Par ailleurs, en amont de la crise sanitaire, la délégation interministérielle à la transformation publique (DITP) a souhaité lancer, en 2019, un plan d’action pour l’optimisation des pratiques des Centres de diagnostic pour l’évaluation de l’autisme. Ce sont les listes d’attente des Centres de diagnostic et d’évaluation de l’autisme (CDEA) qui sont au cœur de ces plans d’action car de fait, elles constituent un frein important à un diagnostic précoce ou à un diagnostic chez l’adulte. La durée moyenne nationale de ce parcours diagnostique a été évaluée en 2017 à 446 jours [5]. Afin de réduire la liste d’attente, nous avons proposé un parcours numérique diagnostique expert avec l’objectif d’optimiser le parcours de la demande des familles et des professionnels ou bien encore pour évaluer les enfants et les adolescents ou adultes issus de zones désertifiées sur le plan médical. La possibilité d’appliquer des procédures d’évaluation diagnostique et fonctionnelle allégées, mais validées et s’inscrivant toujours dans le cadre des recommandations de la Haute Autorité de santé (HAS), était alors envisagée voire prônée pour favoriser de fait le déploiement de la télémédecine.

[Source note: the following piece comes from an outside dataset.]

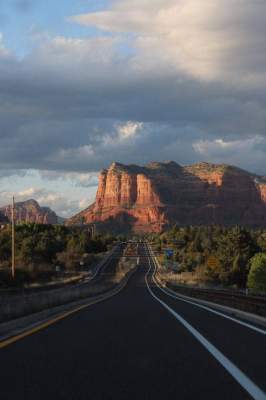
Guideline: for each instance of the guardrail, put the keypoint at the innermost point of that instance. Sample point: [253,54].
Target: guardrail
[252,304]
[249,303]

Dans le contexte COVID-19, un décret publié le 9 mars 2020 par le ministère de la Santé a assoupli les modalités d’accès à la télémédecine, la visite préalable chez le médecin généraliste n’étant plus une condition d’accès à la téléconsultation. Cela a ouvert le champ de la vidéoconsultation, notamment hospitalière, avec la possibilité d’assurer la continuité du soin. De surcroît, il s’agit dès lors pour les praticiens du parcours diagnostique de télémédecine du TSA pour les enfants , de préciser les modalités de recueil du consentement, de définir de nouveaux standards cliniques grâce à la pratique à distance, de considérer l’importance de nouvelles frontières individuelles de pratique, de ne pas méconnaître les aspects équitables et non équitables de la pratique et, enfin, de questionner l’évolution de la relation patient-médecin transformée du fait de l’usage de la vidéoconsultation dans le contexte de crise sanitaire.
Méthode
L’expérience acquise dans ce domaine, depuis 2013, pour le diagnostic de l’autisme à distance chez les enfants nous a permis de proposer, dès le début du confinement, une observation clinique et diagnostique grâce à, au moins, un outil standardisé et la passation d’items pour l’évaluation du développement afin d’accélérer l’initiation du parcours de prise en charge et l’ouverture de droit à la MDPH (Maison départementale des personnes handicapées). Ayant préalablement validé de façon empirique l’évaluation clinique à distance des enfants, présentant éventuellement un TSA, les propositions de notre plan d’action se sont retrouvées au cœur de notre pratique de diagnostic en situation COVID-19. Nous avons alors formalisé notre programme de façon encore plus précise en incluant des éléments de réflexion éthique nécessaires à la bonne pratique.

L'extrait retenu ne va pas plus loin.